The Mind-Reading Salmon: The True Meaning of Statistical Significance
By CHARLES SEIFE - SCIENTIFIC AMERICAN
Added: Fri, 12 Aug 2011 15:41:36 UTC
If you want to convince the world that a fish can sense your emotions, only one statistical measure will suffice: the p-value.
The p-value is an all-purpose measure that scientists often use to determine whether or not an experimental result is “statistically significant.” Unfortunately, sometimes the test does not work as advertised, and researchers imbue an observation with great significance when in fact it might be a worthless fluke.
Say you’ve performed a scientific experiment testing a new heart attack drug against a placebo. At the end of the trial, you compare the two groups. Lo and behold, the patients who took the drug had fewer heart attacks than those who took the placebo. Success! The drug works!
Well, maybe not. There is a 50 percent chance that even if the drug is completely ineffective, patients taking it will do better than those taking the placebo. (After all, one group has to do better than the other; it’s a toss-up whether the drug group or placebo group will come up on top.)

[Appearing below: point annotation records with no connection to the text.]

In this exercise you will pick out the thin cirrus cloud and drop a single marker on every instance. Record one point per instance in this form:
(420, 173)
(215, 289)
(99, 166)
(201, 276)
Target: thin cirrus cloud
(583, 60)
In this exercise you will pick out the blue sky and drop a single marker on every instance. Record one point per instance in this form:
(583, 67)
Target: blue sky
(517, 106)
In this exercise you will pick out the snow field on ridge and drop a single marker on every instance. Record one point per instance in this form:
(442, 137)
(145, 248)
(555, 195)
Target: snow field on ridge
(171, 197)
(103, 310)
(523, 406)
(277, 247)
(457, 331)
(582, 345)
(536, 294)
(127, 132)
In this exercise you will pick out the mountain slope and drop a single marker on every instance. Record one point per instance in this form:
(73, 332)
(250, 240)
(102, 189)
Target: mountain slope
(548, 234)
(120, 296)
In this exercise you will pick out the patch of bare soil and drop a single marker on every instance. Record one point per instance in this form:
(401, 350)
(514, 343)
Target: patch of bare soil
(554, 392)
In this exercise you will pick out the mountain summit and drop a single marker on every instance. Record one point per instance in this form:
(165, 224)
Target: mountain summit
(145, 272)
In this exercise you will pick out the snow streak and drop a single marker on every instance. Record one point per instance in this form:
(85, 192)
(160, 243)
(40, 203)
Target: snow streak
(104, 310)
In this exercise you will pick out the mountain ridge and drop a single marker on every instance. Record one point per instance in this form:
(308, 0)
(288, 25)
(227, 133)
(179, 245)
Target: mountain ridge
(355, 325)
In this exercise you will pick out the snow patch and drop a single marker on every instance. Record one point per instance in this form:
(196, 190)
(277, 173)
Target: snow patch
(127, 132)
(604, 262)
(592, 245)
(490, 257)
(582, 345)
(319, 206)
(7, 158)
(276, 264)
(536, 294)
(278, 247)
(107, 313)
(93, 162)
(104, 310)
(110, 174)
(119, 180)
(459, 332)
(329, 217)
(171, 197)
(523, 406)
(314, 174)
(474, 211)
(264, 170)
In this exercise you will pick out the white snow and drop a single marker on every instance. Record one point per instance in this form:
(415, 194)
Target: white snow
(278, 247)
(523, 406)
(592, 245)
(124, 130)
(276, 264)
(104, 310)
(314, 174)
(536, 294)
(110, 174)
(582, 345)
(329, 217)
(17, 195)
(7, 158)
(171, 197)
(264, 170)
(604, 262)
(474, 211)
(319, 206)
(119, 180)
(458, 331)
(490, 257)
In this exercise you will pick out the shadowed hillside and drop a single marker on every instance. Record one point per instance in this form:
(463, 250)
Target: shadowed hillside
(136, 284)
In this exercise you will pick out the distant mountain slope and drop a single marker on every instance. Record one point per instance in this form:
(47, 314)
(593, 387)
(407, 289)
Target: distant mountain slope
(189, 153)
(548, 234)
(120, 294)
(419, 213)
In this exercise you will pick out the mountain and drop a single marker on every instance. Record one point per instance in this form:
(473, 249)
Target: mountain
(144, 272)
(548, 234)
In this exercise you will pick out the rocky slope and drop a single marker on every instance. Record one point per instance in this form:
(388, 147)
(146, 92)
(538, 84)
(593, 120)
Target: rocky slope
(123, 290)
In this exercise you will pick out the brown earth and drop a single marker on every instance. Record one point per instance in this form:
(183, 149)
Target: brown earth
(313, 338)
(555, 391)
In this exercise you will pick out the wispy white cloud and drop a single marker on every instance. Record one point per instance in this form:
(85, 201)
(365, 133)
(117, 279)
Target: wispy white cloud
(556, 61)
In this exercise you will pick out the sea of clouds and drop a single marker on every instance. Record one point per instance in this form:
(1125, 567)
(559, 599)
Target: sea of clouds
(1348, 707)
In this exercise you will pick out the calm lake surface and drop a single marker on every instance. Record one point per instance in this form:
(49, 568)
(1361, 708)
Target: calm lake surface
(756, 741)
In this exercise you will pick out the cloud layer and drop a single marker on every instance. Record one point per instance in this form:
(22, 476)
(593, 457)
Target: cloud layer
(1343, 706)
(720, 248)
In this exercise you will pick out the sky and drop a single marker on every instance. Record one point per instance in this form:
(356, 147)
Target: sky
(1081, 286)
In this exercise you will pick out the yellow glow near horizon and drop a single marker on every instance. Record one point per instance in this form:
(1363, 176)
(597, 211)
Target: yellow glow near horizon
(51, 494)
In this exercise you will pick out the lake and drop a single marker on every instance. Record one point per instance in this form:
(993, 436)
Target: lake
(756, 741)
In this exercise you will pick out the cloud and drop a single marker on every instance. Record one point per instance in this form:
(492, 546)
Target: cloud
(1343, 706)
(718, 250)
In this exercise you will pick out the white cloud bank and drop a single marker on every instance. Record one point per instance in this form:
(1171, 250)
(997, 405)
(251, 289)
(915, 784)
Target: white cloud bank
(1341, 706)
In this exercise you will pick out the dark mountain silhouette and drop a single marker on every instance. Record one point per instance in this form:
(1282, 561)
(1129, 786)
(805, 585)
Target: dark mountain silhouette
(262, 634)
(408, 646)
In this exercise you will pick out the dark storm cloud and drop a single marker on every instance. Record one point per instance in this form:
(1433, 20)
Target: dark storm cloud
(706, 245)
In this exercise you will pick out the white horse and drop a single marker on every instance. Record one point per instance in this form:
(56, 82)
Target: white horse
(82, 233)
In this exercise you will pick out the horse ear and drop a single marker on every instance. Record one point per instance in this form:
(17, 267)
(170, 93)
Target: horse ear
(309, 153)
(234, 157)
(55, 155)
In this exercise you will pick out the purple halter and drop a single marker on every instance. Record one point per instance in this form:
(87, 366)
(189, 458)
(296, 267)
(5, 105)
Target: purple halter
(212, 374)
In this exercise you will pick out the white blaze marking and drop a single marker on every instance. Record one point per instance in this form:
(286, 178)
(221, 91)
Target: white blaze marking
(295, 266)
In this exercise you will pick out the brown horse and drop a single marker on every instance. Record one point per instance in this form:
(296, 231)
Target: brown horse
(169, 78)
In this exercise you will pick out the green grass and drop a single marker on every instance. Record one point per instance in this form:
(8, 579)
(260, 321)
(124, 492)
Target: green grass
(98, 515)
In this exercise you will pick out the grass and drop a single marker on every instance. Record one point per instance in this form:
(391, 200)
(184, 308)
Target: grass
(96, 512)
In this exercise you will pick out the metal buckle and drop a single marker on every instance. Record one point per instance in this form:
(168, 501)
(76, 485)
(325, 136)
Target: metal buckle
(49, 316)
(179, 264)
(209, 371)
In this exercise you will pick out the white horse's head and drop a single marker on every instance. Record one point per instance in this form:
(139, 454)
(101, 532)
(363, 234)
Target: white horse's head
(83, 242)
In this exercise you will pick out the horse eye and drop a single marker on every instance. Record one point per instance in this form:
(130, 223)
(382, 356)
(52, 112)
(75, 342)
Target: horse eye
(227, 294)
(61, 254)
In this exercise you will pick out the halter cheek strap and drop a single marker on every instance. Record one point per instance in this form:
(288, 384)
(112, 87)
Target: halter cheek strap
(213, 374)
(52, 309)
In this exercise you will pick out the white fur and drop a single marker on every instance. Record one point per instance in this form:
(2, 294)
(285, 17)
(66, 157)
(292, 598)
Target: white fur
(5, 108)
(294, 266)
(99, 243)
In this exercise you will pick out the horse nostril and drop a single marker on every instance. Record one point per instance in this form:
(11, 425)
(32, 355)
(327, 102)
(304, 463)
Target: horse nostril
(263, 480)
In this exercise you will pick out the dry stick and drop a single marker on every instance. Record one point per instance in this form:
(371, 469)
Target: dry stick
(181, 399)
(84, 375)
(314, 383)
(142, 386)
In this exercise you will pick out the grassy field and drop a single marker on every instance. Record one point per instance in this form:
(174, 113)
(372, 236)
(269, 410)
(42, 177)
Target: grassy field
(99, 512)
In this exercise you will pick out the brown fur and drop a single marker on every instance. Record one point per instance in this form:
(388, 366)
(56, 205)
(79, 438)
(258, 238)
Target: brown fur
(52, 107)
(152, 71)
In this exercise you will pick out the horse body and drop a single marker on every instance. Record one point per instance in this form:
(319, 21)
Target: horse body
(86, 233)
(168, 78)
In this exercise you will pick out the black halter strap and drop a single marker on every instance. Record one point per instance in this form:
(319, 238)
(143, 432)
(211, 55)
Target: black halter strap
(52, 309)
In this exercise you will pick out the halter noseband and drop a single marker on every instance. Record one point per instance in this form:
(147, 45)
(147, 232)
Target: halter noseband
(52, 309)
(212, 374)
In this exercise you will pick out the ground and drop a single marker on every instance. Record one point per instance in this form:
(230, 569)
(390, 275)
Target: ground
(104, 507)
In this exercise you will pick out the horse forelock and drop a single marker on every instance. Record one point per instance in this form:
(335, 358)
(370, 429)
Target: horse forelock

The p-value puts a number on the effects of randomness. It is the probability of seeing a positive experimental outcome even if your hypothesis is wrong. A long-standing convention in many scientific fields is that any result with a p-value below 0.05 is deemed statistically significant. An arbitrary convention, it is often the wrong one. When you make a comparison of an ineffective drug to a placebo, you will typically get a statistically significant result one time out of 20. And if you make 20 such comparisons in a scientific paper, on average, you will get one significant result with a p-value less than 0.05—even when the drug does not work.